Sen. Raphael Warnock and Democratic groups are suing the state of Georgia to reverse guidance from Secretary of State Brad Raffensperger saying counties cannot offer Saturday voting ahead of next month’s Senate runoff.
News4Jax reports the suit, filed Monday by the Democratic Party of Georgia, the Democratic Senatorial Campaign Committee and the Warnock campaign, challenges the state’s finding that holding early voting on Nov. 26 the day after a state holiday is illegal.
The suit, filed in Fulton County Superior Court, is requesting a judge rule that the law doesn’t bar counties from holding early voting on Saturday, Nov. 26. The groups are also requesting an emergency hearing and a temporary restraining order to stop Raffensperger from interfering with early voting on that day.
According to the suit, the state’s interpretation hurts Warnock because Democratic voters tend to use early voting on weekends more than Republican supporters.
“Illegal attempts to block Saturday voting are another desperate attempt by career politicians to squeeze the people out of their own democracy and to silence the voices of Georgians,” Quentin Fulks, Warnock’s campaign manager, said in a statement according to News4Jax. “We’re aggressively fighting to protect Georgia voters’ ability to vote on Saturday.”
Raffensperger, who was reelected during last year’s midterm elections, dismissed the lawsuit as Democrats playing politics.
“Instead of muddying the water and pressuring counties to ignore Georgia law, Senator Warnock should be allowing county election officials to continue preparations for the upcoming runoff.”

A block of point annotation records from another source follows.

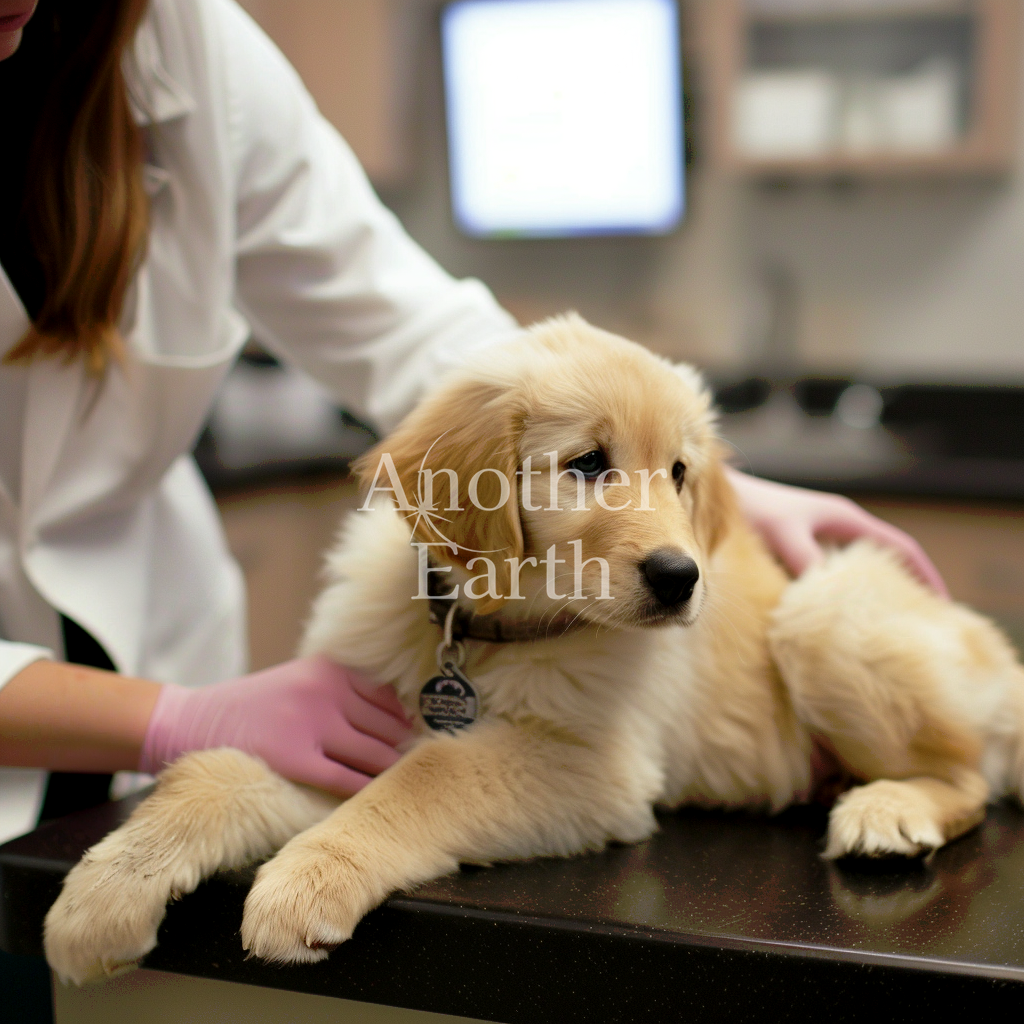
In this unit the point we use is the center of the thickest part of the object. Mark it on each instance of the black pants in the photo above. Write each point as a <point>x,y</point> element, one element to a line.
<point>25,981</point>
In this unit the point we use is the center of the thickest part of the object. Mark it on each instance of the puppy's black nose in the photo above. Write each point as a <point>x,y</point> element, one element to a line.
<point>671,576</point>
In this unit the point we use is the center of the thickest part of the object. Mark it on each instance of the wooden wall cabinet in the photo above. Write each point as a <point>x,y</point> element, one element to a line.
<point>860,86</point>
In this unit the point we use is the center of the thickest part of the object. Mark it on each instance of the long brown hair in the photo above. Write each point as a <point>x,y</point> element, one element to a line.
<point>85,206</point>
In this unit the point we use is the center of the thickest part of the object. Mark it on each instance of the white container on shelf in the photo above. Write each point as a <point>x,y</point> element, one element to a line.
<point>781,114</point>
<point>915,113</point>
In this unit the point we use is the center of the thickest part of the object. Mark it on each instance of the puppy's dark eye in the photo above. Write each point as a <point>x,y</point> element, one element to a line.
<point>592,465</point>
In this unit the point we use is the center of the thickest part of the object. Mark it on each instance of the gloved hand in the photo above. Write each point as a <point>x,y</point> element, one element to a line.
<point>795,522</point>
<point>310,720</point>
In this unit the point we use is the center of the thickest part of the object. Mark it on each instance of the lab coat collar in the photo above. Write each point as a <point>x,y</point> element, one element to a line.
<point>153,93</point>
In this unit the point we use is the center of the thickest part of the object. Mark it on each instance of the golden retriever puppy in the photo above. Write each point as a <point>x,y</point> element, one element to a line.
<point>553,572</point>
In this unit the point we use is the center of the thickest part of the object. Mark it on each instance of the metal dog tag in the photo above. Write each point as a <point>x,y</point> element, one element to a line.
<point>448,702</point>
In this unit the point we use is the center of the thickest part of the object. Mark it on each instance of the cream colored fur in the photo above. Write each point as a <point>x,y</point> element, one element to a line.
<point>581,735</point>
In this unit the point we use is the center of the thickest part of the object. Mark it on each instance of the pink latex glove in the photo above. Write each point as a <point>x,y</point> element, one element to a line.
<point>310,720</point>
<point>794,521</point>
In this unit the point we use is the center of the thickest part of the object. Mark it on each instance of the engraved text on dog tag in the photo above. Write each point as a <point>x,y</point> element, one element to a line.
<point>448,702</point>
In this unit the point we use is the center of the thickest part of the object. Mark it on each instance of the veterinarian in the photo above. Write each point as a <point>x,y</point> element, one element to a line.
<point>168,185</point>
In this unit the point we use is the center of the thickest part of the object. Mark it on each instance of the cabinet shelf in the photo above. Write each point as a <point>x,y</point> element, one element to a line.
<point>867,89</point>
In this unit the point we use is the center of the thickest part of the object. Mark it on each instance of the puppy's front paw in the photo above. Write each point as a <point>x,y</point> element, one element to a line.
<point>304,902</point>
<point>883,819</point>
<point>103,922</point>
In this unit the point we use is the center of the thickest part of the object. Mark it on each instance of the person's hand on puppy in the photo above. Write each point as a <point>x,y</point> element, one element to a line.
<point>795,522</point>
<point>310,720</point>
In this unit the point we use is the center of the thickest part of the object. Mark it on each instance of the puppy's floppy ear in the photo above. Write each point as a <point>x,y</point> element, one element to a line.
<point>715,505</point>
<point>457,456</point>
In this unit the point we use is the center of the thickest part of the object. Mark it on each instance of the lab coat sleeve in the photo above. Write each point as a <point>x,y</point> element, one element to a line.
<point>15,656</point>
<point>327,275</point>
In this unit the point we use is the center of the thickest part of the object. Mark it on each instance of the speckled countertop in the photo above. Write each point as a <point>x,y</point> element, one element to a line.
<point>728,918</point>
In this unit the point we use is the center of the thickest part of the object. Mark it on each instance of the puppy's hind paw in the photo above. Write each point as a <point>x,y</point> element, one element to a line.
<point>883,819</point>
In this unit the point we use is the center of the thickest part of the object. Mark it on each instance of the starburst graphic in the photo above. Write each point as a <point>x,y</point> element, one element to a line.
<point>428,514</point>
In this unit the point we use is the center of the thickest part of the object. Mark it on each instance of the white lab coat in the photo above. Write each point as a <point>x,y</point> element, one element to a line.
<point>261,219</point>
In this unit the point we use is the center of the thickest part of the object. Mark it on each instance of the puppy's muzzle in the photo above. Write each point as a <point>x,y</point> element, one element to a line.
<point>671,576</point>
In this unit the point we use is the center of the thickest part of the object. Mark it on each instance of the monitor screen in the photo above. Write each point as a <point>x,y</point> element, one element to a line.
<point>564,117</point>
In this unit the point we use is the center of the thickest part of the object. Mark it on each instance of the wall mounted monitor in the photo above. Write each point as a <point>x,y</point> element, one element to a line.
<point>564,117</point>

Under the elections restriction bill Georgia Gov. Brian Kemp signed into law in 2021, there are only four weeks before the Senate runoff with Thanksgiving in between. State law requires there be at least five weekdays of early voting beginning Nov. 28 and directs the state’s 159 counties to begin early in-person voting “as soon as possible” in the event of a runoff.
Raffensperger and Deputy Secretary of State Gabriel Sterling told the Associated Press last week that it researched the law and determined that it would be illegal to hold early voting the day after a state holiday, which cuts out two days of early voting, Thanksgiving and the following Friday.
Warnock’s campaign and state Democrats say the bar on holiday voting only applies to primary and general elections, but not runoffs. The groups add reading the law in another way would mandate early voting on Nov. 19 which is impossible because state officials do not plan to certify the midterm results until Nov. 21.
The Georgia runoff between Sen. Warnock and Republican nominee Herschel Walker has been a close one as neither candidate received 50% of the vote during the midterm election, sending the race into a runoff. Republicans currently lead the Senate count 49-48 in favor of Republicans. If Democrats win the runoff they will have control of the Senate with Vice President Kamala Harris serving as the tie-breaking vote.